Empower the facilities to assist with their own publicity, and give them the information and tools to do so. This might mean suggesting events or initiatives that have worked in other areas, with tips on how to customize them for their own. It may include creating an online resource center where physicians or managers can retrieve company information and template (or “swiss cheese”) materials they can adapt for their own media outreach. And it might mean providing them with media contact information.

Templates, with explicit instructions on how to customize them, could include:

  • News releases
  • Media advisories
  • Opinion columns
  • Blog entries
  • Letters to the editor

Typically, they’d just fill in details like the physician’s or spokesperson’s name, the locality, office address/phone number, and contact information if the media has any questions. Of course, there might be other pertinent fields to be customized depending on the content of the item.

Letter Rip!

SPRYTE has been using templates successfully for our clients for many years. Most recently, we’ve been helping Griswold Home Care enlist its 200-plus franchises to support the company’s messages surrounding its 35th anniversary year. We created several materials that were passed along to franchise owners in an internal marketing webinar, but the letter to the editor has been the one to take off.
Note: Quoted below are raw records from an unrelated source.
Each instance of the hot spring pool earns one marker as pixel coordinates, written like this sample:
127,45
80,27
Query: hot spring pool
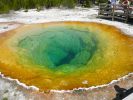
65,55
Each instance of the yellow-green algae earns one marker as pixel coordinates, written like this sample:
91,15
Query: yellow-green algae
62,55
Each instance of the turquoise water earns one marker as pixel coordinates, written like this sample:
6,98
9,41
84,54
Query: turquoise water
57,47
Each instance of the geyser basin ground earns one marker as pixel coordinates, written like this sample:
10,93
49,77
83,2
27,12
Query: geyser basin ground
65,55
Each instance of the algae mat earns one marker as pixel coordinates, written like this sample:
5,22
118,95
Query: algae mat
65,55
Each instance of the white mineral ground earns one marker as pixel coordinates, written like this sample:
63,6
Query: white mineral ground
14,90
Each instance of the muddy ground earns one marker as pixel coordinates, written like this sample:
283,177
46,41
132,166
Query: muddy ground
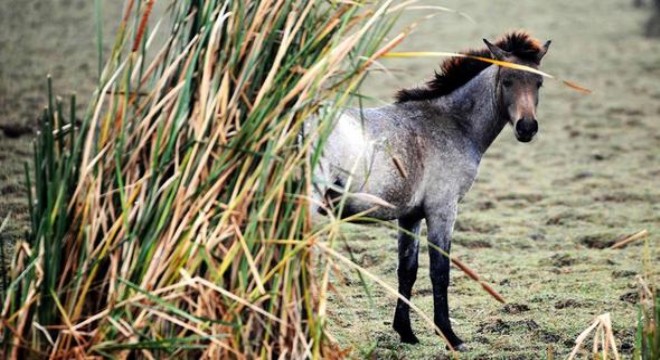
536,224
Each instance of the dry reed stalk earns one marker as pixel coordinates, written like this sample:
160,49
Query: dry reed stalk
153,220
The letter noted the founding of the company in 1982 by Jean Griswold and its mission to provide empathetic care to keep seniors and the disabled and infirmed in their homes. It also brought home the idea that although their franchise hasn’t been around quite as long, it proudly fulfills the founder’s vision every day, and saluted the caregivers – both paid professionals and unpaid family members – who provide comfort and aid.
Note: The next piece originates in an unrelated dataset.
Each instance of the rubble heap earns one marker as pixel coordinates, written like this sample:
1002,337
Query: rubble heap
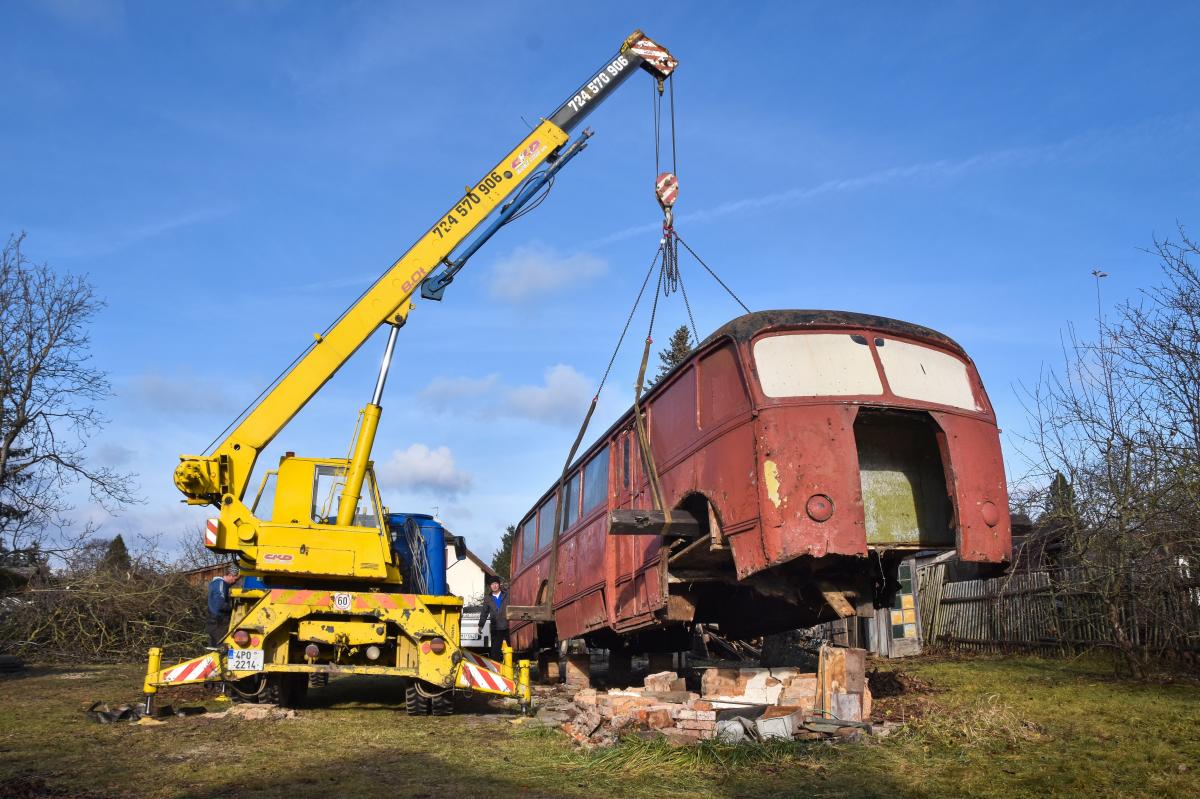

While the official anniversary was in April, the letter was written as an evergreen that can be used for the rest of the year, and has appeared in newspapers in Delaware, Maryland, Pennsylvania. Florida and Kentucky. The response has been so encouraging, Griswold has begun individually reaching out to franchise owners with the offer to customize and distribute it on their behalf, an option to consider if you have the staff to do it.

There are, of course, many ways to conduct grassroots publicity for your organization. When many locations are concerned, this is one that’s proven effective time and again. It gives the media what they most want – locally generated content – and it’s easy to facilitate. And it has the added benefit of reinforcing for your “collective” that the mothership is looking out for them.